The following instructions guide you in reproducing results from [1,2] using the powerful Transformers architecture [3].
[1] https://link.springer.com/chapter/10.1007/978-3-030-30493-5_78
[2] https://www.nature.com/articles/s41467-020-19266-y
[3] https://arxiv.org/abs/1706.03762
This repository uses Python 3.8.11
and requires some libraries to run. Please ensure that you have rdkit pip install rdkit
.
PyTorch 1.9 with cuda 11.1 was used, and the trainer writes to a tensorboard, and can be installed as follows:
pip3 install torch==1.9.1+cu111 torchvision==0.10.1+cu111 torchaudio==0.9.1 -f https://download.pytorch.org/whl/torch_stable.html
pip install tensorboard
pip install tqdm
is also required.
git clone https://github.com/ArvidWartenberg/retrosynthesis.git
cd retrosynthesis/retrosynthesis_cluster_training/
Choose any name for your run, if not it will default to a "hh/mm/ss".
The key model parameters can easily be passed as arguments. See run.py for detailed descriptions.
python3 run.py --device 0 --name my_run
Differnt weight checkpoints are made during training. These & the used model params lie in the models/chemformers folder.
The specific path to your model will be /yyyy/mm/dd/my_name. The key arguments for inference are listed below
parser.add_argument("--model", help="date/time model indicator", required=False)
parser.add_argument("--algorithm", help="search algorithm", default="greedy", required=False)
parser.add_argument("--device", help="choose device", default="0", required=False)
parser.add_argument("--weights", help="Choose checkpoint", default="best_acc", required=False)
parser.add_argument("--dataset", help="choose dataset", default="non-augmented", required=False)

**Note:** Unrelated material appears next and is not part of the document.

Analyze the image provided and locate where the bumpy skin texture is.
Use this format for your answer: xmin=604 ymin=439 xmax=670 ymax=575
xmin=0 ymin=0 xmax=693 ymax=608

parser.add_argument("--n_infer", help="num inference points", default="all", required=False)
parser.add_argument("--k", help="top k to be reported", default=5, required=False)
parser.add_argument("--beam_size", help="beam size", default=5, required=False)
Example: Run inference on entire test/val (using same xD) using greedy decoding. Model with best token ACC during training is used
python3 infer.py --model yyyy-mm-dd/my_run --weights best_acc --n_infer all --device=0 --algorithm greedy
Inferred reactants will be written to a pickle file (script prints exact path).
Also, each inference run writes to the RESULTS.txt file in root with a short summary of accuracies & which model was used.
You can use, redistribute, and adapt the material for non-commercial purposes, as long as you give appropriate credit.